A Igreja celebra o Dia dos Fieis Defuntos há quase dez séculos, uma prática de quase dois mil anos
Saudade (1899), por Almeida Júnior
Em alguns países, como é o caso do México, é uma festa com grande atração turística. Lá, nesta data, organizam banquetes homenageando seus mortos para que estes visitem suas famílias e participem da comilança e das alegrias de todos aqueles que amaram em vida. Por aqui é diferente, as pessoas lembram-se dos queridos ausentes para sempre de modo melancólico. Alguns vão até o cemitério cumprindo uma espécie de ritual, carregando flores e soltando uma lágrima ao contemplar, cabisbaixos, o túmulo que os guarda. Outros, sem sair de casa, se deparam com o retrato que descansa na prateleira e o miram de maneira nada analítica, apenas tomando-o como um liame de ligação com o passado.
Saudade é a palavra que paira nas mentes de todos, não há como não lembrar. Por todos os lados a data é mencionada de forma a não se esquecer da ausência daquele que não ouvimos mais e tem a força ainda de deter o tempo, para que sintamos um aperto no peito. Sentir a falta, sentir, quem sabe, a dor de não ter dito a tempo algo que precisávamos ter-lhe confessado. Sentir e não senti-lo junto perfumando o ar que respiramos. Sentir nostalgias úmidas que nos molham o rosto.

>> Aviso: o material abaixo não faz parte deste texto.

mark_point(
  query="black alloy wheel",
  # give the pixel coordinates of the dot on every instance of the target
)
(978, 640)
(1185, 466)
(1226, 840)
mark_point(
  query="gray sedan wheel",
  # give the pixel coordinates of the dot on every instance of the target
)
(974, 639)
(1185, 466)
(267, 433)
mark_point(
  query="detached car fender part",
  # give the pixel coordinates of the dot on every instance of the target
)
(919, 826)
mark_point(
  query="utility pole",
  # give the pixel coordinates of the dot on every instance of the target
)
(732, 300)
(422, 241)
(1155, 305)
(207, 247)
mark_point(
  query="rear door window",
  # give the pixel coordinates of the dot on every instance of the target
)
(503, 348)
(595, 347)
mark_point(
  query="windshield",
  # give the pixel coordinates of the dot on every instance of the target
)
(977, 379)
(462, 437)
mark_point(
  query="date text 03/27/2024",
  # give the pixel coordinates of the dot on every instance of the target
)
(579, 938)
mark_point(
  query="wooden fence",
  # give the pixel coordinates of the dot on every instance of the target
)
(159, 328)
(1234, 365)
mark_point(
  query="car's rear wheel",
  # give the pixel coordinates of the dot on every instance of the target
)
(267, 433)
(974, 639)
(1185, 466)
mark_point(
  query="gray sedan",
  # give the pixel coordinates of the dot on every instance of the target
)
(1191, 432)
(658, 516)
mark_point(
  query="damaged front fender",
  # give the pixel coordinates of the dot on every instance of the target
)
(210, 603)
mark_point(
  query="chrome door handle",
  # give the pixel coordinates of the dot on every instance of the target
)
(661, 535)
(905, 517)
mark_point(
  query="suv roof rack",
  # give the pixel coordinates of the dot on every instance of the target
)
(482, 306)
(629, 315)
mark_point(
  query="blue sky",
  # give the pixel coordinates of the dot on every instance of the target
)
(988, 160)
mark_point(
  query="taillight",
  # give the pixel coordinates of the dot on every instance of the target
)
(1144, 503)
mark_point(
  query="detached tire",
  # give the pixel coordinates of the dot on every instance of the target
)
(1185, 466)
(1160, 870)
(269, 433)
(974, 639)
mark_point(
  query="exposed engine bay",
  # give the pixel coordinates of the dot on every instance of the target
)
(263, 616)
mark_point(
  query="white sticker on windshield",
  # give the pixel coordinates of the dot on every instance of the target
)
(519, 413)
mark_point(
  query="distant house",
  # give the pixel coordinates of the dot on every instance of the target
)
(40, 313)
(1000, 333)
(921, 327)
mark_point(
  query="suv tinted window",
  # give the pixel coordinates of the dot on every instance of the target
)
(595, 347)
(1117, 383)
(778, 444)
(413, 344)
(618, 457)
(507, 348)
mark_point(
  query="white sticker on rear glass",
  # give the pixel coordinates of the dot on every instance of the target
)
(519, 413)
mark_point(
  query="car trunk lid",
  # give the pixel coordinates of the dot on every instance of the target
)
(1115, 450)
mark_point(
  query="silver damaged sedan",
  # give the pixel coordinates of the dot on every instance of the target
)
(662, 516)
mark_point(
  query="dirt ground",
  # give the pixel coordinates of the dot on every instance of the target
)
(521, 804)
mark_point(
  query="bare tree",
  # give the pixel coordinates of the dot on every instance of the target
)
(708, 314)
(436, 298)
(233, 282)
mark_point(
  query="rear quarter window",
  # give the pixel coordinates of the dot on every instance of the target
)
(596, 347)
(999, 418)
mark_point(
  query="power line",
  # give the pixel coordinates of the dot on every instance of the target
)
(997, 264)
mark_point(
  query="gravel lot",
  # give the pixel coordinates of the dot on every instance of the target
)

Como é difícil entender algo tão definitivo, o abraço impossível, o beijo truncado para sempre, a falta desse ouvido cúmplice que tudo aceitava.
Escabiosas-roseas
Quero sonhar-me jardineiro poderoso, carregando um carrinho de intermináveis escabiosas-roseas, para plantá-las junto a todos os que se foram. Ser, por um dia, o plantador das flores que enfeitem o sonho definitivo daqueles que não receberam visitas de ninguém e que contemplam, desde muito longe, um simbólico jardim abandonado, no mais triste dos condomínios.
E antes de acordar, caminhar pelo vazio material, sabedor de que isto é melhor do que o esquecimento.